Monday, March 21, 2011

How to Prime Plastic Figures

I have tried several methods for priming plastic figures before I settled on this method.  It is not the fastest method I have ever used to prime figures, but since I started using it in 2008, I have had zero flaking or chipping from any of the figures so primed.  It relies on thin coats of flexible paint to prevent chipping and flaking.  I have included copies of the unpainted figures in my photos to compare to the ones being primed.

I start by wash my figures with hot soapy water, rinse them well with hot water, and make sure they are completely dry. I then mist the figures with a light coat of white Rust-oleum Plastic Primer.  The directions say to prepare new plastic by wiping it down with paint thinner, I have never bothered to do this step and it seems to work perfectly without doing it.

(Click on the image for a larger version)
Enlarge the photo below to see how much paint I try to apply.  The most important part of this step is to ensure the spray primer is not applied too thickly.  Rust-oleum Primer if applied too thickly will still flake.  Thin coats are the trick.

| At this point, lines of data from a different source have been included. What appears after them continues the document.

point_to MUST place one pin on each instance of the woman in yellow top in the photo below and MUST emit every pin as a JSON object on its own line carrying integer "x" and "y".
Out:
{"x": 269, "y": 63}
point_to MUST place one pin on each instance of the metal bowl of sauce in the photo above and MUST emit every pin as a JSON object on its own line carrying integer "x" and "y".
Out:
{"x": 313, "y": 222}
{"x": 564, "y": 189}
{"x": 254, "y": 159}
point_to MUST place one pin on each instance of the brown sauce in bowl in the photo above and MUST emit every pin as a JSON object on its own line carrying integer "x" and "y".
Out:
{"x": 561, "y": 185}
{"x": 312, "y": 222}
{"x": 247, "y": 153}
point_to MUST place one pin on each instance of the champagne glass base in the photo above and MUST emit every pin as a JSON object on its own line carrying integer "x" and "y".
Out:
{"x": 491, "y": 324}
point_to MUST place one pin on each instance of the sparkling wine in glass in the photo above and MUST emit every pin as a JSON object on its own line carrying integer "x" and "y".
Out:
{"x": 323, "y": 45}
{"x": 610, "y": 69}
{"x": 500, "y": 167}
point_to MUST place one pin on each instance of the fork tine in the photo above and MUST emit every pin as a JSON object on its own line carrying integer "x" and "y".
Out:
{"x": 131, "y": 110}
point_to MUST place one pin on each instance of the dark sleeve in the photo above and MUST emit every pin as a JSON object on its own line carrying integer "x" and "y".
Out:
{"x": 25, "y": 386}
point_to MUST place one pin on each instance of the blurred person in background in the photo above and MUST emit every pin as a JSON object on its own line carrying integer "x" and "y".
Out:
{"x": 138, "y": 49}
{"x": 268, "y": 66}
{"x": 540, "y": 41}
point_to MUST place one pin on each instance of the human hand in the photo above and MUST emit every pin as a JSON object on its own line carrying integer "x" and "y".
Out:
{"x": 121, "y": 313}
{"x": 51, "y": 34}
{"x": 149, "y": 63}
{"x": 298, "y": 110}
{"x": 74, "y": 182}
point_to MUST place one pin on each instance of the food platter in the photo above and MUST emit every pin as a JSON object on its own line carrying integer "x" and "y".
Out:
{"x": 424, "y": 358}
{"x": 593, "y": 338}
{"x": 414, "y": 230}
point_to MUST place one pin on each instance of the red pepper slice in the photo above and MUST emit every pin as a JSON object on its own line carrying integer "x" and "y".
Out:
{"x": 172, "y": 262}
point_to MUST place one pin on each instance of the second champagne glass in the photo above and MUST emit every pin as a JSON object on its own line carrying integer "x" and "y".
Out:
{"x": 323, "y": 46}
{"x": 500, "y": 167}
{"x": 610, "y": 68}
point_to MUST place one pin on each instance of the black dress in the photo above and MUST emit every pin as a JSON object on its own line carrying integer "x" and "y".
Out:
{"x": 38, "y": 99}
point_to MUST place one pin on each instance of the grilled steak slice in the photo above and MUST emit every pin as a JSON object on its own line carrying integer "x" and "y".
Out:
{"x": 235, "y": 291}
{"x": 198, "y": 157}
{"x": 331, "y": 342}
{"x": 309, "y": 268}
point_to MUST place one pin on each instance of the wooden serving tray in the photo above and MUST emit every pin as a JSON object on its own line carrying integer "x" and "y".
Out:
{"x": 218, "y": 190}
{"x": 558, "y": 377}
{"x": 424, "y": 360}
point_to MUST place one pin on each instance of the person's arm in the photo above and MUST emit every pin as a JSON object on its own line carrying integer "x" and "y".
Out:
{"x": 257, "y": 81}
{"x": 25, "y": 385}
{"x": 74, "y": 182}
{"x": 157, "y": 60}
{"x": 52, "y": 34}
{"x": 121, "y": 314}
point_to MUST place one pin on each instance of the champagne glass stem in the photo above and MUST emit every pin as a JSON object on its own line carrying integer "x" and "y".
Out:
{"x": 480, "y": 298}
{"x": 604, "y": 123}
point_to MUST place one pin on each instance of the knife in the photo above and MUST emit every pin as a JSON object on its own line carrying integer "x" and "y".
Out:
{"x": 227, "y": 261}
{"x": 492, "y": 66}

Once the figure is dry, I take a soft toothbrush and buff the figures gently.  It removes loose paint, smooths out the coat, and tests to make sure the paint that will not rub off or flake.

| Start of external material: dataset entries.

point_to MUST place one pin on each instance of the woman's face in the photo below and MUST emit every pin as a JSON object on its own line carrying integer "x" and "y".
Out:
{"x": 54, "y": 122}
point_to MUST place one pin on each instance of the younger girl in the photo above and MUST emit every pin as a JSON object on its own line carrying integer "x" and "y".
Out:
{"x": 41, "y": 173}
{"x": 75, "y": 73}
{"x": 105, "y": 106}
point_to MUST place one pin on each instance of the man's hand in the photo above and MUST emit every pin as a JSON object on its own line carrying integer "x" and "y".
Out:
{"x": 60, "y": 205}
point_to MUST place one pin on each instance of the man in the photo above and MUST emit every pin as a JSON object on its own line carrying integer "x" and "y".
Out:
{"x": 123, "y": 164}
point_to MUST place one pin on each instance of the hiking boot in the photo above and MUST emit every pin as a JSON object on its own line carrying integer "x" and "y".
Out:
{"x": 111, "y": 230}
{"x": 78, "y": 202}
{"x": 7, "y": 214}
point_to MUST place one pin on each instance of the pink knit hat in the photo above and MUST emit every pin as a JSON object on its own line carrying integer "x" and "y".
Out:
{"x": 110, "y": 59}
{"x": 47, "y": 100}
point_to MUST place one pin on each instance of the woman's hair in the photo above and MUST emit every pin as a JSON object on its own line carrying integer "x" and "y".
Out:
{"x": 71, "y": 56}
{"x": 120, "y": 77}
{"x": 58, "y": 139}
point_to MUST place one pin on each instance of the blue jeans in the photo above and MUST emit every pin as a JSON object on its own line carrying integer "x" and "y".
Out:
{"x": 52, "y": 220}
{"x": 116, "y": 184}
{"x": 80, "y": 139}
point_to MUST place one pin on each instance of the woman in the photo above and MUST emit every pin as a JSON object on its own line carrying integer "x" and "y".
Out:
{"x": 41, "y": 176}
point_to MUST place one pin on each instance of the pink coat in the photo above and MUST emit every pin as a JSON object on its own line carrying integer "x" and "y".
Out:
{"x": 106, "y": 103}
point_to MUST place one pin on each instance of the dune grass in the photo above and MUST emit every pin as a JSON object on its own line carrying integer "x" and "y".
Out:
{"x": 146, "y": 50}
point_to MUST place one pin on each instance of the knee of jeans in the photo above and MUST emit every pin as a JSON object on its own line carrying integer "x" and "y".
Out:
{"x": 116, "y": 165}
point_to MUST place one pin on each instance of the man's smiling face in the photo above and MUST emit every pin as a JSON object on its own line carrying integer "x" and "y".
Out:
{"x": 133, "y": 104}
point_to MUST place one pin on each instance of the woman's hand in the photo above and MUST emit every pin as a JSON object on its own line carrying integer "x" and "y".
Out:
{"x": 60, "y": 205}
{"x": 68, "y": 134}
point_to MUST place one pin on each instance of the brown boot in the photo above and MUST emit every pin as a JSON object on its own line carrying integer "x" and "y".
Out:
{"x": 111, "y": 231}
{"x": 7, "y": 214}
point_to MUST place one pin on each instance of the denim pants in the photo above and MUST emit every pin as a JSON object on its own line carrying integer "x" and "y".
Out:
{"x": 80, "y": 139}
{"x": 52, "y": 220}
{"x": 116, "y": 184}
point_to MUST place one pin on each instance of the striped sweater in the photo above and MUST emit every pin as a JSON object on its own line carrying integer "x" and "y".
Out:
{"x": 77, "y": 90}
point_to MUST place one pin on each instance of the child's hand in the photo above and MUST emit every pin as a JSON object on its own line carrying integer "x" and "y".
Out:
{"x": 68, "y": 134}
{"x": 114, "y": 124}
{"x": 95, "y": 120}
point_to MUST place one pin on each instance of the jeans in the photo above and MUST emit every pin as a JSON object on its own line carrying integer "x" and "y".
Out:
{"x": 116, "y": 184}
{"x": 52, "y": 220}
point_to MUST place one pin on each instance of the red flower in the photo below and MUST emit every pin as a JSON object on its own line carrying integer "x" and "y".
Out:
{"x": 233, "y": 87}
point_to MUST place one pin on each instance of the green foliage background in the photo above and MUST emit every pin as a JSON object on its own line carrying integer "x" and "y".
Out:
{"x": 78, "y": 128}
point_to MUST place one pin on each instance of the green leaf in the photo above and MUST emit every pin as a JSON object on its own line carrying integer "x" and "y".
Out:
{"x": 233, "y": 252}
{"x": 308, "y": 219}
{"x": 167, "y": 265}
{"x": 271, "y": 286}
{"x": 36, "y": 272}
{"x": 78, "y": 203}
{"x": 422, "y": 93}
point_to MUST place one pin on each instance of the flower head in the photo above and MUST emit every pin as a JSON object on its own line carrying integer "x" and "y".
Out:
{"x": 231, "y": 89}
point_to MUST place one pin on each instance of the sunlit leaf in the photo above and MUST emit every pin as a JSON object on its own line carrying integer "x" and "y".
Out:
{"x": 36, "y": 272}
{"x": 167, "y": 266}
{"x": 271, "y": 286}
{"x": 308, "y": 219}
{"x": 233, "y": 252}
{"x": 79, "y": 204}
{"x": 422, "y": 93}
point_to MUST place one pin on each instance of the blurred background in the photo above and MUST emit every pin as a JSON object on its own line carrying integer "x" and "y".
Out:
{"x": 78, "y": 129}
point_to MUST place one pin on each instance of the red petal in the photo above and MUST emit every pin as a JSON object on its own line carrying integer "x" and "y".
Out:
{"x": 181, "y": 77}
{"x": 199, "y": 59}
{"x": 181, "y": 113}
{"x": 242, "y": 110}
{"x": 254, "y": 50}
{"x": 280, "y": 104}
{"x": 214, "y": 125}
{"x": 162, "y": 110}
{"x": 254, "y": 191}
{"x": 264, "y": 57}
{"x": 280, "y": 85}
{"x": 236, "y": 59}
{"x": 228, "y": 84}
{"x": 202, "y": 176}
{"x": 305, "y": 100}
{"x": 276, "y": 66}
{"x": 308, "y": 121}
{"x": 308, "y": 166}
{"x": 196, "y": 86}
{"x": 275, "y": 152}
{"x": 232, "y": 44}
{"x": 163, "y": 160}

(Click on the image for a larger version)
I then apply a thin coat of undiluted flat black latex house paint.  I use just a few drops of paint per figure.  I work it out into a thin coat.  I use a cheap paintbrush with medium thickness plastic bristles to apply the paint, the sort of paintbrushes you give kids to do arts and crafts projects.  If you look at the picture below you can see the white spray coating showing through on the figures.  Again, you are trying for a thin coat of paint not complete coverage with this coat.  Once dry, I give it another buffing with the toothbrush.

(Click on the image for a larger version)
I then apply one more thin coat of latex paint.  You can see this thin coat of paint has gotten rid of the white undercoat that was visible.  After drying, I brush down the figure with the toothbrush again.  The figures are now primed and are ready to paint.

(Click on the image for a larger version)
I have one last optional step when priming my figures,  I dry brush the entire figure with white paint to bring out the details to aid me in the rest of the painting progress. After dry, I will take the toothbrush to the figure one more time. 

(Click on the image for a larger version)
The figures are now completely primed and ready to be painted.  At this point, I sometimes use a watered down paint or ink base coat color.  Since that coat is translucent the shading given by the dry brushing shows though and gives nice shading effects with no more work than a normal base coat would take to apply, I will post another how to article later on this technique.

The important thing to remember about my priming technique is it is based on thin coats of paint.  The spray primer bonds to the plastic, and the latex paint forms a coating that grips the spray primer while acting as a flexible skin that can move with the figure if it is bent or flexed.  Thick coats of paint that cannot flex when the figure moves tend to crack and then flake off of the figure.  I have been using this technique since 2008 and have yet to have any figure so painted chip or flake.

Questions and comments are always welcome. Thanks for reading...

Copyright © Ron Hamilton 2011, All Right Reserved.


  1. Ha!! I finally got in. Everytime I have clicked on your avatar etc it says "not available"??
    Anyway...good little article on priming

  2. Nice technique. A bit of work, but the result is very good.


  3. Thanks for the priming tip. I purchased a can of the Rustoleum Primer and find it to spray on with very little pigment. It almost appears to be clear with some white in the folds of the figure. I thought I might have a bad can so I exchanged it, but the new can is doing the same. This occurs after a good five minutes of shaking the can. Did your first coats go on the figures like this? Thanks. Ric

  4. If you can post a picture of your results it would be easier to comment. The first picture shows how my figures look with a light coat of primer. Do your figures look like that?